Líder nas pesquisas de intenção de voto, Serra afirma que o PSDB só deverá escolher seu candidato à Presidência da República em março do ano que vem. O governador de Minas, Aécio Neves, que também quer a vaga de candidato, emprega a tática oposta – e cobra uma definição. Em tom impaciente, Aécio declarou na semana passada que esperará até o fim do ano – caso contrário, vai concorrer ao Senado. Serra aguardou dois dias para responder.

Numa entrevista, ele perguntou à reporter: “Você sabe se o Ciro Gomes (PSB) vai ser candidato? A Dilma já se declarou candidata? Então, por que essa ansiedade?”. E disse: “Minha impaciência é com fila de elevador, banheiro de avião. Tenho nervos de aço na política”.
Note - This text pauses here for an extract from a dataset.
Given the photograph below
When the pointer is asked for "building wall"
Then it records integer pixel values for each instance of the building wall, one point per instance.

Não é só uma questão de temperamento, contudo. ÉPOCA teve acesso a um documento de circulação exclusiva entre Serra e seus auxiliares, em que se podem ler argumentos claros e lógicos a favor do silêncio. “A quem lidera as pesquisas, interessa manter mais ou menos congelada a situação”, diz o texto. “Líder de pesquisa que entra em campo cedo demais passa a receber com muita antecedência toda a carga de campanha negativa e de desgaste.”

Com ironia, o documento pergunta: “Causa menos dano se expor e apanhar por oito meses do que por quatro?”. Em outro trecho, o documento diz que, diante da campanha de Dilma, Serra está “em situação dramaticamente assimétrica: tem menos exposição na mídia nacional, menos mobilidade, menos máquina, menos recursos, menos espaço para se defender e contra-atacar do que Lula/Dilma”.
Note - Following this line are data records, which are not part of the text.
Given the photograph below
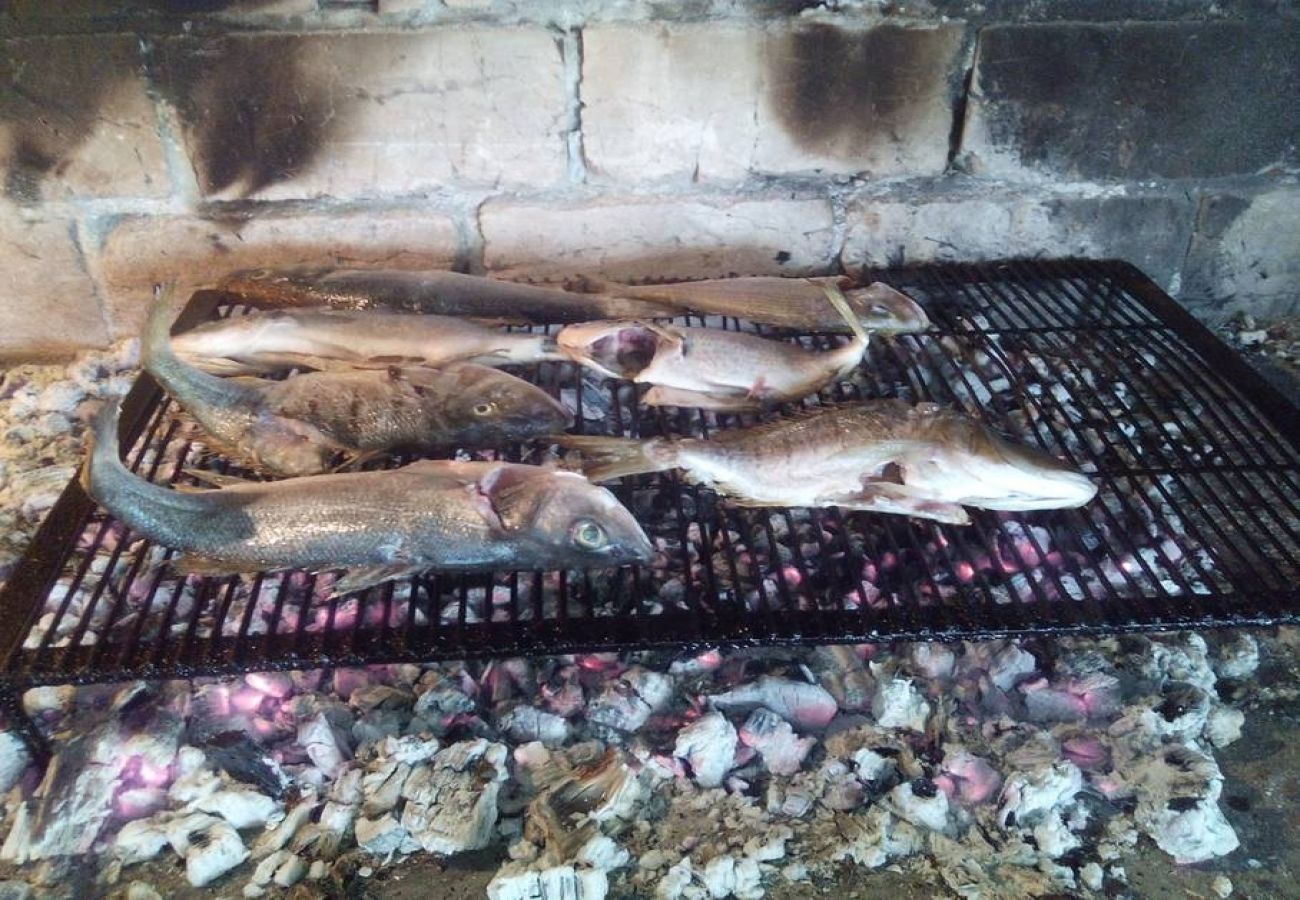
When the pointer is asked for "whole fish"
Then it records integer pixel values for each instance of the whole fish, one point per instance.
(797, 303)
(432, 514)
(711, 368)
(272, 341)
(295, 427)
(883, 455)
(440, 293)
“A postura do Serra revela uma estratégia sólida e correta”, diz o cientista político Amauri de Souza, da consultoria MCM. “Ele evita o desgaste imediato. O candidato que está na frente só dá a cara a tapa se for idiota.” Amigos de Serra dizem que os argumentos estratégicos têm a finalidade de esconder uma dúvida sobre o papel do governador em 2010: disputar uma eleição duríssima para a Presidência ou enfrentar uma reeleição que parece assegurada em São Paulo?

No Palácio do Planalto, conselheiros do presidente Luiz Inácio Lula da Silva dizem que Serra sabe que terá uma disputa dura pela frente – e quer manter uma porta aberta para abandonar o barco. “A eleição é favorável para nós”, diz um ministro. “Dilma vai crescer com o tempo, quando a população associá-la a Lula. É bom que a Dilma não cresça muito até janeiro. Senão, o Serra acaba desistindo.”
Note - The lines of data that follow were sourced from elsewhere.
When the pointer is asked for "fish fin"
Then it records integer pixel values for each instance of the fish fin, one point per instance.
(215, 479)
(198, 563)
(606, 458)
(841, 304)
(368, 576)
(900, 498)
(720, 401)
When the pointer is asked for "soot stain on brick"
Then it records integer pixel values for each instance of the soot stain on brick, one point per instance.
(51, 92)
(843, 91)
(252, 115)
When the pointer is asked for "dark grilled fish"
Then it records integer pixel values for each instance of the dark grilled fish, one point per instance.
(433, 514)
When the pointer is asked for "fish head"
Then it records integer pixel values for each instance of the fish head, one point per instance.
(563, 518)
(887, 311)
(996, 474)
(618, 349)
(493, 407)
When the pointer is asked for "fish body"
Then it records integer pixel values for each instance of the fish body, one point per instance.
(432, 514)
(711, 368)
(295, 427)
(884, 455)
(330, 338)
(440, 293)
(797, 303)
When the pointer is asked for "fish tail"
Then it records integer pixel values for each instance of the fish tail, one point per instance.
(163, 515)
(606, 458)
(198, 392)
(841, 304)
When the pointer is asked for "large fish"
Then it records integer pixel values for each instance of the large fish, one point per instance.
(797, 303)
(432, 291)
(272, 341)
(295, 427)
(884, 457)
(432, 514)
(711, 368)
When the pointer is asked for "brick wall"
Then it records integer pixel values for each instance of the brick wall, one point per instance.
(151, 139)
“Por que essa ansiedade? Tenho nervos de aço na política”

(JOSÉ SERRA, governador de São Paulo)

No Palácio dos Bandeirantes, porém, a ideia de que Serra possa deixar de concorrer ao Planalto chega a ser vista como absurdo. “Serra é popular, tem currículo como homem público, está fazendo um bom governo e ninguém coloca em dúvida seu conhecimento dos problemas nacionais”, diz uma auxiliar com mais de uma década ao lado do governador.

“Alguém imagina que essa pessoa deixará de concorrer à Presidência na melhor oportunidade de sua vida? É bom para ele, bom para o PSDB e bom para o país.”

Com mudanças de tom e de estilo, o ambiente por lá é esse. Longe dos olhos do eleitorado, vive-se uma típica conjuntura de pré-campanha, com conversas sobre alianças estaduais, candidatos a vice, muitas fofocas e cenas de ciúme. Em encontros fechados, atribuem-se dúvidas e questionamentos sobre a campanha de Serra a uma entidade que o círculo próximo do governador designa pelo apelido de “Franklin Press”. Referência ao jornalista Franklin Martins, ministro das Comunicações e um dos mais importantes conselheiros de Lula e de Dilma, a expressão designa o emaranhado de repórteres, comentaristas, analistas políticos e outros personagens da mídia que fazem perguntas e levantam assuntos que não convêm aos interesses políticos do governador. Eles alimentam aquilo que os marqueteiros políticos chamam de noticiário negativo. Como sempre acontece, a expressão “Franklin Press” reúne uma mistura de elementos da vida real e de substâncias de teorias conspiratórias.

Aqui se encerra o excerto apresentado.